The story revolves around the ealy life of Harry Coningsby. Harry is the orphaned grandson of the Marquess of Monmouth, but Harry's parents incurred the wrath of Monmouth by their marriage. Harry is restored to his granfather's favour and sent to school at Eton. The story follows Harry's career at Eton and Cambridge. While at Eton, Harry saves the life of Oswald Millbank - the son of a northern industrialist. This commences a friendship between Oswald and Harry and leads Harry to fall in love with Oswald's sister, Edith.
In recent years, some historians have dismissed Disrael's political novels as a source for Disrael's creed. This notion can hardly be supported. The story of Harry Coningsby's early life as readable, but it is Disraeli's political critique which makes 'Coningsby' a fascinating read for those interested in Victorian politics.

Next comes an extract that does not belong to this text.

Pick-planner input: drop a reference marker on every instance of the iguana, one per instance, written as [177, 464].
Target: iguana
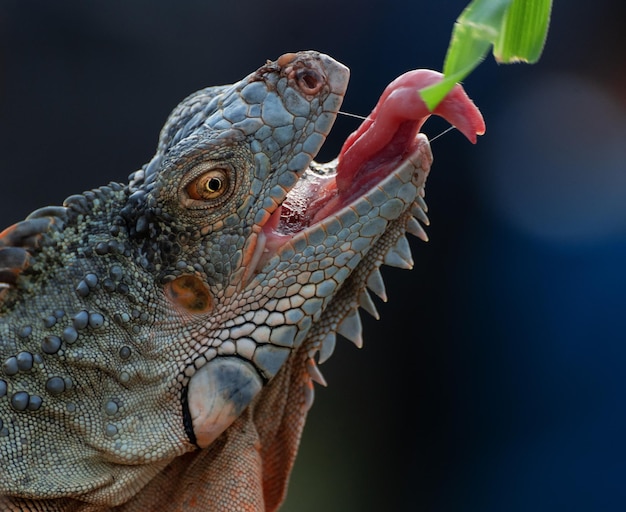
[158, 338]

'Coningsby' is firmly set against the political backround of the years between the passing of the Reform Bill of 1832 (which widened the voting franchise) and the fall of Lord Melbourne's Whig ministry in 1841. Disraeli comments and expounds political views throughout the novel, although generally placing his views in the mouths of one or other of the novel's characters.
In 'Coningsby', we find a critigue of the Toryism of Peel (which Disraeli perceived to be unprincipled), utilitarianism and the Whigs. In the end, Disraeli seems to suggest that there can be a unity of interest between traditional landed elites and the new 'millocracy' through some form of Tory Paternalism.